11.2.1 Case Study: The Immune Network Theory

In 1974 Niels Jerne suggested the idiotypic network theory to explain the phenomena of antigenic recognition by the immune cells in terms of a network of interacting cells and antibodies. Jerne’s model introduced several features of immune system (I.S.), briefly when the antigen is presented to the organism, the I.S. reacts following two possible pathway: suppression or immunity. The class Ab1 of antibodies, elicited directly by the antigen, elicits the production of new antibodies Ab2 which in turn induces Ab3 and so on. This phenomenon is known as the idiotypic cascade. During the onto-genesis the I.S. learns which antibodies should be produced and the system remembers this decisions for a long time. This phenomena, called immunological memory is a property of the network of cells as a whole, rather than of the individual cells [9].

11.2.2 Graph Entropy Measures

Given a dynamical system and its graph representation there are several measures for its characterization as suggested by Reidys [15]. Even if one needs a global measure for culling the dramatic leap in the dynamics of the system, some classical measures are not sufficient for detecting whenever the system reacts to a stimulus: e.g., the density of a graph and defined as the ratio between the present links and the number of all possible links in the graph can not significantly change during the stimulus. For this reason we argue that entropies are more meaningful. In this study we report on the application of connectivity entropy and approximate von Neumann entropy [16, 17]. Both measures can be interpreted as a complexity measure of a graph, in fact both are depending by the number and the degree of the vertices.

Connectivity entropy has been used by Ortiz et al., for analyzing the structural properties of a social network and then for identifying the set of key players in the network. We repeated the experiment using the idiotypic network instead of the social network [16].

Approximate von Neumann entropy has been used by Han and collaborators on a graph classification and characterization tasks. In our approach we used this entropy measures for distinguish graphs corresponding to the same system but in different conditions, namely before, during and after a stimulus [8].

Consider now the following definitions.

11.2.2.1 Connectivity Entropy

Let \(G=(V, E)\) be a graph, with \(V=\{v_1, v_2,\ldots , v_n\}\) the set of vertices and E the edges. We can define [16]:

Connectivity of a node \(v_i \in V\) in a graph such as:

$$\begin{aligned} \chi (v_{i})=\frac{deg(v_i)}{2N}, N>0 \end{aligned}$$
(11.1)

where \(deg(v_i)\) isthe number of incident edges to vertex \(v_i\) and N the total number of edges in the graph. Because, \(0 \le \chi (v_i) \le 1\), and \(\varSigma _{i=1}^{N}\chi (v_i)=1\), \(\chi (v_i)\) is known as connectivity probability distribution of the graph.

The Connectivity entropy \(H_{co}\) of a graph G is:

$$\begin{aligned} H_{co}(G)=-\varSigma \chi (v_{i})log_2\chi (v_{i}) \end{aligned}$$
(11.2)

11.2.2.2 Approximated von Neumann Entropy

Let \(G=(V, E)\) be a graph, with \(V=\{v_1, v_2,\ldots , v_n\}\) the set of vertices and E the edges.

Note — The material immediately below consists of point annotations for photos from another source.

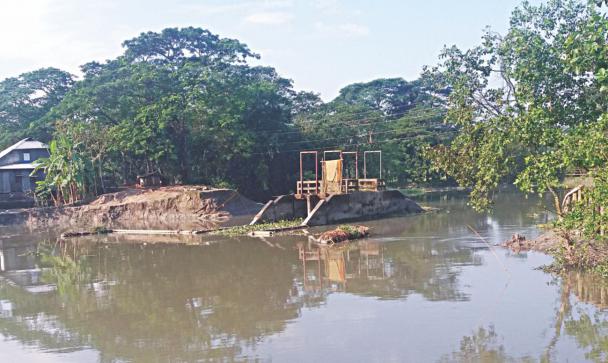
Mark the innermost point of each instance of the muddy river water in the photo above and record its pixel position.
(422, 288)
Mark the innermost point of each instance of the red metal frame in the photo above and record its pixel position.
(316, 153)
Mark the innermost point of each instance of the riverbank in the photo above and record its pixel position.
(569, 251)
(175, 207)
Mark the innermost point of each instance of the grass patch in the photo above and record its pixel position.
(244, 230)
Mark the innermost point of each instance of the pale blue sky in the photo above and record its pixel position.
(322, 45)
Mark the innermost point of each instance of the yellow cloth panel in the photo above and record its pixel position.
(332, 176)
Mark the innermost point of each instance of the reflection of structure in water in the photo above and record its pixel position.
(18, 264)
(588, 288)
(338, 264)
(16, 256)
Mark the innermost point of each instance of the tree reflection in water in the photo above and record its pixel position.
(588, 327)
(161, 301)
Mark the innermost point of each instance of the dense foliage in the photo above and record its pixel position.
(530, 110)
(187, 104)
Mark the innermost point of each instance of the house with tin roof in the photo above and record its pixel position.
(16, 164)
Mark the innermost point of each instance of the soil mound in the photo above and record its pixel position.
(174, 207)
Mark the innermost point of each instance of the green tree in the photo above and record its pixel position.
(518, 103)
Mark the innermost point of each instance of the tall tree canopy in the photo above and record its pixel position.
(522, 108)
(183, 102)
(398, 117)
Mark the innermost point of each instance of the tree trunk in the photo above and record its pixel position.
(557, 202)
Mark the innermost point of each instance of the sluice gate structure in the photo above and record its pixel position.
(337, 193)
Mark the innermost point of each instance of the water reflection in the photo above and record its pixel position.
(386, 270)
(223, 299)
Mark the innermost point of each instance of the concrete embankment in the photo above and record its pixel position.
(337, 208)
(168, 207)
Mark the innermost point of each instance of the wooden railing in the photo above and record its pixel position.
(311, 187)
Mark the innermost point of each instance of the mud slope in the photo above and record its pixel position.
(176, 207)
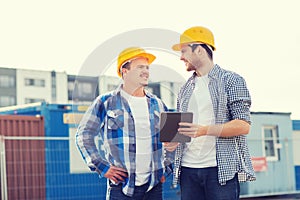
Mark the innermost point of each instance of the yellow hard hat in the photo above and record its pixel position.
(197, 34)
(131, 53)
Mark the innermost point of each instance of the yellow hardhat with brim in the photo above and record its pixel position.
(131, 53)
(197, 34)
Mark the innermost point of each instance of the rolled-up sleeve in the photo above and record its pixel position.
(239, 99)
(88, 129)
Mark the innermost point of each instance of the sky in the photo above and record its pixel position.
(258, 39)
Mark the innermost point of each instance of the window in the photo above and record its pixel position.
(35, 82)
(32, 100)
(7, 101)
(7, 81)
(271, 143)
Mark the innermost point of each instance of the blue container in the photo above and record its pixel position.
(60, 183)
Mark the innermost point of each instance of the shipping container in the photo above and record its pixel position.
(23, 170)
(296, 145)
(66, 176)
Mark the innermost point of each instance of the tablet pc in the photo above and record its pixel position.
(169, 126)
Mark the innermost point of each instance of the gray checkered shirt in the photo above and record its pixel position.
(231, 100)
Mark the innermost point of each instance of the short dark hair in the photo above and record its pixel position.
(126, 65)
(207, 49)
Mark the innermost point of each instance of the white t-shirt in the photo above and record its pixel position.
(201, 151)
(140, 112)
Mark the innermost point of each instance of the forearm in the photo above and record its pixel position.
(232, 128)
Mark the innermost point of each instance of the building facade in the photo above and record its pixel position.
(22, 86)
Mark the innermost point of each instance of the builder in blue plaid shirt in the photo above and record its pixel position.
(127, 123)
(217, 158)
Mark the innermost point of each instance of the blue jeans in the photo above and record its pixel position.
(140, 193)
(202, 183)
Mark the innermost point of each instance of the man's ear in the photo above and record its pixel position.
(198, 49)
(123, 71)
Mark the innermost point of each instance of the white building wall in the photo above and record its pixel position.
(32, 92)
(296, 147)
(61, 88)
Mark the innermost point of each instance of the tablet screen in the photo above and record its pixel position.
(169, 126)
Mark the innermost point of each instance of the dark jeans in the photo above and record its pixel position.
(115, 193)
(202, 183)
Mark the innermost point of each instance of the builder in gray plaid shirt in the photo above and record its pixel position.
(217, 158)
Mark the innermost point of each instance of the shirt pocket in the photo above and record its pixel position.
(115, 119)
(157, 121)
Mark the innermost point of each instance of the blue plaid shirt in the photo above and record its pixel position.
(110, 118)
(231, 100)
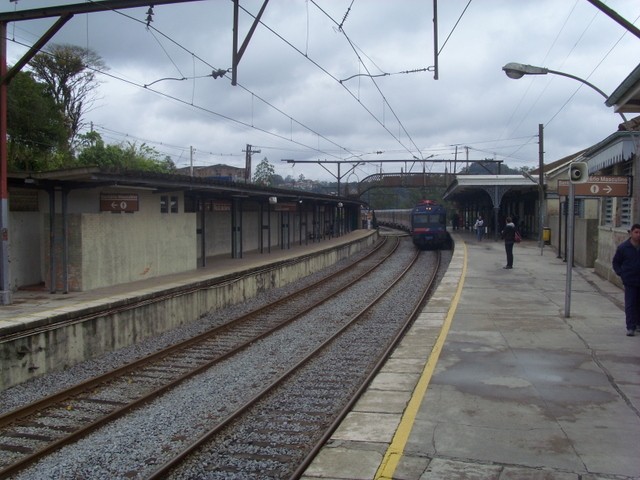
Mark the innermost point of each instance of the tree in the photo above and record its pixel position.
(265, 173)
(126, 156)
(69, 72)
(35, 125)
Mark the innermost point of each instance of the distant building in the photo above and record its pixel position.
(215, 172)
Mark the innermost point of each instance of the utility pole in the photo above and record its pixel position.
(247, 166)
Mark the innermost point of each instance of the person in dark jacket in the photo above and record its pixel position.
(626, 264)
(509, 235)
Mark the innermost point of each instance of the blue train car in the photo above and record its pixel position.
(429, 225)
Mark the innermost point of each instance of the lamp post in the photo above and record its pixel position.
(518, 70)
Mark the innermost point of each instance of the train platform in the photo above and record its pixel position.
(492, 382)
(496, 382)
(34, 304)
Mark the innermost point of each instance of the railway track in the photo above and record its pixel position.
(326, 384)
(276, 434)
(36, 430)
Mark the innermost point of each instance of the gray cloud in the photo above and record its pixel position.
(472, 104)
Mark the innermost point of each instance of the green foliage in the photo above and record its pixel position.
(36, 133)
(264, 174)
(126, 156)
(69, 73)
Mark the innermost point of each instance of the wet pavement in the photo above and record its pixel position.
(495, 382)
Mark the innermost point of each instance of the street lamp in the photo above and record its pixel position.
(518, 70)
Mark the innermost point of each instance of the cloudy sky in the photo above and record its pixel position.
(336, 80)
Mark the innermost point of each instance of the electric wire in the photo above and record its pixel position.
(386, 102)
(263, 130)
(316, 64)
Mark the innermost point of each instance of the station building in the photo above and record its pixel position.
(87, 228)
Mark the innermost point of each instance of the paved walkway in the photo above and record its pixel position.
(37, 305)
(495, 382)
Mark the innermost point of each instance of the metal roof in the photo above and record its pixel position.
(626, 98)
(93, 177)
(468, 184)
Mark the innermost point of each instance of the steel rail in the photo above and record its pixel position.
(164, 470)
(23, 414)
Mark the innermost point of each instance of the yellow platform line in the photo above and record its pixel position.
(396, 448)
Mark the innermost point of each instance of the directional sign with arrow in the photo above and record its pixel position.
(118, 202)
(599, 186)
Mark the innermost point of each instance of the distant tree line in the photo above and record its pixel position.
(46, 108)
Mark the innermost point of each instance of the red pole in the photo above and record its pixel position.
(5, 291)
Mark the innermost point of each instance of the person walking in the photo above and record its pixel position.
(509, 235)
(479, 226)
(626, 264)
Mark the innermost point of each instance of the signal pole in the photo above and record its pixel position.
(247, 166)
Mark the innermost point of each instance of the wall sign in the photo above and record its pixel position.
(119, 202)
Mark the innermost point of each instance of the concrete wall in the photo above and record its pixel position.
(609, 238)
(25, 249)
(585, 249)
(64, 340)
(107, 248)
(123, 248)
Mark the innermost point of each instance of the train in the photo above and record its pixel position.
(426, 222)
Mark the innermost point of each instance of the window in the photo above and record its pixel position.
(169, 204)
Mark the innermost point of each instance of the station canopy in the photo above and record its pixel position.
(465, 187)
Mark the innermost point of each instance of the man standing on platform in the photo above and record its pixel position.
(626, 264)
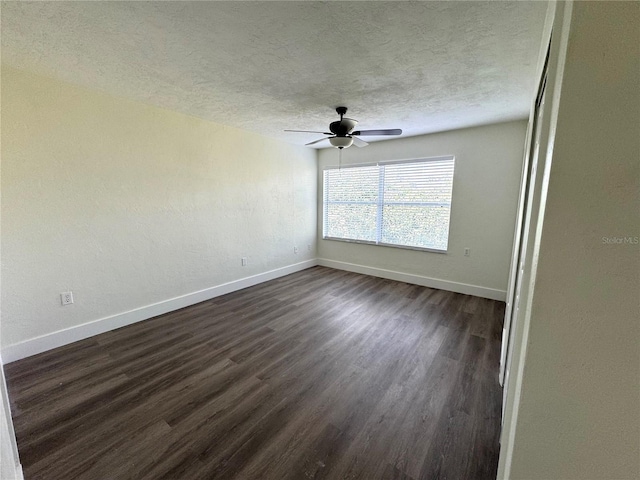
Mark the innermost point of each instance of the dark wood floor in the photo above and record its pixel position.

Let deg(u) the degree for the vertex u and defined as the sum of the weight of its incident edges. The approximate von Neumann entropy is defined as [8]:

$$\begin{aligned} H_{T}^{U}=ln|V| - \frac{1}{2|V|}\sum _{(u,v)\in E}\frac{1}{deg(u) deg(v)} \end{aligned}$$
(11.3)

11.2.3 Topological Data Analysis

Topological data analysis (TDA) is based on the concept of computational homology, a tool that transforms local data into global algebraic structure. Roughly speaking, the idea is to infer a “shape of the data”, building the so-called simplicial complexes. A simplicial complexes is a nested collection of simplices (vertices, line segment, triangle, etc. ...). Then, homology associates to the simplicial complexes a sequence of abelian groups \(H_k(\mathbb {X}), k \in \mathbb {X}\). The vector containing the ranks of each groups is a topological invariant, the so-called Betti numbers. Betti numbers are the numbers of holes in a space with different dimensions. Persistent homology is one of the most used techniques for computing the topological invariants of a topological space. It returns a parametrized version of the Betti numbers: the Betti barcodes (see for example Fig. 11.1) [5]. The barcodes are equipped with the generators of the topological feature (connected components, holes, voids, etc.). Generators are the set of nested simplices forming the topological features.

Fig. 11.1
figure 1

jHoles application example. Construction of a topological space from an undirected weighted graph G (up). The Betti barcode representing the evolution of topological invariants (down). Where W is the set of weights for the graph G, and F denotes the set of filter values used during the computation of persistent homology for the simplicial complex. The resulting simplicial complex is characterized by the tuple \(\beta _0=1\), and \(\beta _1=1\). \(\beta _0=1\) indicates that there is only 1 connected components formed by the four 2-simplices (filled triangles), while \(\beta _1=1\) indicates that the simplices are arranged in a circular motif that corresponds to a persistent homological loop of dimension 1

11.2.4 Simplicial Complexes from Graph

Given a graph directed or undirected, it is possible to construct a simplicial complex from it following several approaches [10, 13]. In this paper we apply the clique weight rank persistent homology (CWRPH) [19]. This innovative techniques is based on the concept of a flag complex: given a graph G, the simplices of a clique complex C(G) are the complete subgraphs of G and the 0-simplices of C(G) are the vertices of G, (i.e., the complete subgraph complex). The maximal simplices are given by the collection of vertices that make up the cliques of G. In the literature, a clique complex is also referred to as a flag complex. CWRPH describes a formal procedure for building a C(G) but taking into account the weights of the links of G.

11.2.4.1 Improved jHoles

jHoles is the first Java high-performance implementation of the CWRPH algorithm [1]. The first release of jHoles implemented the following standard clique weight rank descending persistent homology:

  1. 1.

    Extract the descending (ascending) list W of all weights \(w_t\) indexed by the discrete parameter t;

  2. 2.

    List all maximal cliques of each connected component in G with the Bron-Kerbosch algorithm [23];

  3. 3.

    Find all the combinations of each clique: a \(n-clique\), with \(n \ge 3\) must be tessellated with a set of \(3-cliques\), because a simplex is just the generalization of a n-dimensional triangle;

  4. 4.

    For each combination and clique, rank it according to the index t of the minimum (maximum) weight of the face;

  5. 5.

    The resulting structure is a clique simplicial complex over which persistent homology can be computed; output barcodes, intervals and generators.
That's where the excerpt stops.